The Little Things…
I went to look at my adoption email distribution list today because I wanted to send out an update to the folks who follow our ongoing adoption story. And a thought hit so hard it almost knocked the wind out of me: I have to take a name off our list. Greg Hewlett will no longer be receiving news from us of our ongoing process, or prayer request updates.
I already knew this, in theory. Our friend Greg (or as my children refer to him: “Uncle Greg”) lost his earthly battle with cancer a week ago today. This last week has felt like a blur in so many ways. While we are thankful our friend and brother is in the presence of Jesus: out of pain and that he finished his earthly race so beautifully, we are sad too. Sad for those of us left behind. Who didn’t realize when we last saw him it would be the last time we’d hear his voice, eat a meal together, listen to him tell a joke, play a song for us, give us a hug, smile at us in that kind and easy way he always did.
My feeble writing could not do justice to who Greg was, so I shall not try to eulogize him here. I am not gifted with words and his was a remarkable life. We know how blessed we are to have called him our friend. Our entire family is richer for having had him in our lives, and we are thankful for the kindness and friendship he showed us. We had the precious blessing of vacationing with him this past summer in Alabama; at the time we were so glad he was with us, and we are even more so now. None of us had any idea then that God only had a few more months planned on this earth for Greg. We cherish memories of our sweet friend, and look forward to the day when we will see him again in Glory.
Right now, as we wait for that day, it’s the little things that give us pause. That cause us to remember him, sometimes with a smile, more often right now with tears. Tears that have hope in them, but tears nonetheless.

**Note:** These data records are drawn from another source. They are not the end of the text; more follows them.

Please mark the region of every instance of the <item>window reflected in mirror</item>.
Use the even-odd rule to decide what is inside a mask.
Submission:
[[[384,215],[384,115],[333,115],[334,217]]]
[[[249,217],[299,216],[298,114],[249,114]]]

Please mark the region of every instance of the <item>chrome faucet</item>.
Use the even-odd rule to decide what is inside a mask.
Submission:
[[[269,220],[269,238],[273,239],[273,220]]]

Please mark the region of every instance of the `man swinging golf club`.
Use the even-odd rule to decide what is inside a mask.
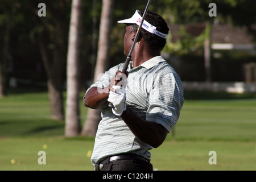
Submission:
[[[143,14],[137,10],[131,18],[118,22],[127,26],[126,56]],[[124,63],[110,68],[84,97],[85,106],[101,108],[91,158],[95,170],[152,170],[149,151],[164,142],[180,115],[182,83],[160,56],[167,24],[159,14],[148,11],[142,27],[125,75],[119,71]]]

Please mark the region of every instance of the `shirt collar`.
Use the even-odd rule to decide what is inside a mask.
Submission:
[[[147,68],[147,69],[149,69],[151,68],[153,68],[156,65],[158,64],[158,63],[165,61],[166,60],[163,59],[163,57],[159,56],[156,56],[153,58],[151,58],[150,60],[148,60],[147,61],[144,62],[142,64],[141,64],[139,67],[142,67],[145,68]],[[130,64],[128,65],[128,69],[127,71],[129,71],[133,68],[133,61],[130,61]]]
[[[153,68],[156,65],[158,65],[158,63],[165,61],[166,60],[163,59],[163,57],[159,56],[156,56],[151,59],[147,60],[147,61],[144,62],[142,64],[140,65],[141,67],[144,67],[147,69]]]

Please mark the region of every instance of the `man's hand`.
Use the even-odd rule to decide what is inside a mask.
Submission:
[[[117,115],[121,115],[123,111],[126,109],[125,100],[126,99],[126,90],[120,86],[112,86],[114,92],[110,91],[108,101],[113,104],[113,113]]]

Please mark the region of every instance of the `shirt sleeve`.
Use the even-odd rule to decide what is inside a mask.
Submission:
[[[158,75],[150,91],[146,120],[162,125],[170,133],[179,119],[183,102],[179,76],[174,73]]]

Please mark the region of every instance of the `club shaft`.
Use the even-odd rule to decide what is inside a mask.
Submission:
[[[148,10],[149,6],[150,5],[150,3],[151,2],[151,0],[148,0],[147,3],[147,6],[146,6],[145,10],[144,11],[143,15],[142,16],[142,19],[141,21],[141,24],[138,28],[137,32],[135,35],[135,37],[134,38],[134,40],[133,41],[133,44],[131,45],[131,48],[129,51],[129,53],[126,57],[126,60],[125,62],[125,65],[123,67],[123,69],[122,70],[122,72],[123,73],[125,73],[127,71],[127,68],[128,68],[128,65],[131,60],[131,54],[133,53],[133,49],[134,48],[135,45],[137,42],[138,38],[139,37],[139,34],[141,31],[141,28],[142,28],[142,25],[143,24],[144,20],[145,19],[146,15],[147,15],[147,11]]]
[[[147,11],[148,10],[149,6],[150,5],[150,3],[151,2],[151,0],[148,0],[146,6],[145,10],[144,11],[143,15],[142,16],[142,19],[141,21],[141,24],[138,28],[137,32],[136,32],[135,37],[133,41],[133,44],[131,45],[131,48],[130,49],[128,56],[126,57],[126,60],[125,62],[125,65],[123,65],[123,69],[122,70],[122,72],[123,73],[125,73],[126,72],[127,69],[128,68],[128,65],[131,60],[131,54],[133,53],[133,49],[134,48],[135,45],[137,42],[138,38],[139,37],[139,33],[141,32],[141,28],[142,27],[142,25],[143,24],[144,20],[145,19],[146,15],[147,15]],[[110,102],[109,104],[109,107],[111,108],[113,108],[114,106],[112,103]]]

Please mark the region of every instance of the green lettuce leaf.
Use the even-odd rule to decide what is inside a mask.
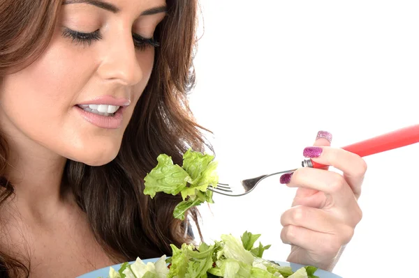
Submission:
[[[214,156],[193,151],[189,148],[183,156],[181,167],[174,164],[172,158],[161,154],[158,164],[144,178],[144,194],[153,198],[156,192],[177,195],[183,201],[173,210],[173,217],[184,219],[189,209],[203,203],[214,203],[213,192],[208,186],[216,187],[219,177],[216,169],[217,162]]]
[[[157,157],[157,166],[147,174],[145,180],[144,194],[153,198],[156,192],[176,195],[186,187],[191,177],[180,166],[173,164],[172,157],[160,155]]]

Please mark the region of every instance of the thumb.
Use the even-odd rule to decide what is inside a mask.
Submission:
[[[321,130],[317,132],[317,137],[313,146],[330,146],[332,143],[332,134],[324,130]]]
[[[313,146],[330,146],[332,143],[332,134],[325,130],[321,130],[317,132],[317,137],[316,137],[316,141]],[[325,169],[325,170],[328,170],[329,167]]]

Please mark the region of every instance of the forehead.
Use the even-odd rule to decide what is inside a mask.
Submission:
[[[89,4],[114,13],[142,12],[166,6],[166,0],[64,0],[64,5]]]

The little things: The clarinet he played long ago when he was a child, and recently gave to my oldest son who now plays it in school band. The pho soup that Jay and I love and eat a couple times a month because Greg first took Jay to the Vietnamese soup place in old Richardson and introduced him to the wonderful stuff. The funny songs that he wrote and recorded even while suffering through chemo and all that goes with that. Board games and how they remind us of how when we played with him, he could beat all of us single handed because he was so stinkin’ smart! His blog, where he shared so many personal thoughts and insights as he walked the road God had for him. Greg lived life more fully than many people I know who have both legs, and who aren’t doing battle with cancer.
We first introduced Greg to House of Horne when he was diagnosed with cancer in 2003. In this entry, Jay shared the story of the first time he met Greg, which was an embarrassing moment for my husband, but which showed so beautifully Greg’s gentle spirit and keen sense of humor.
There have been entries where we asked our readers to pray for him at some critical moment in his battle. And there were more lighthearted entries like this one where he astonished us all by managing to poke fun (in that most creative way of his) at the very disease that was slowly killing his earthly body.
Greg, you are so missed by our family, and by so many, many others. We are thankful that you have run the race God had for you, that you are free from your earthly sufferings, and glorying at being in the presence of Jesus. I can only imagine the look of joy on your face when you saw your Saviour and He welcomed you home.
(this last pic was taken by Nicolas, who loved snapping photos of Uncle Greg in Alabama)
Tonight our youngest prayed, “…and dear God, please help Uncle Greg to be having a good time with you in Heaven.” Amidst our tears, we are certain that yes indeed, Uncle Greg is having a glorious time with his Lord. Amen.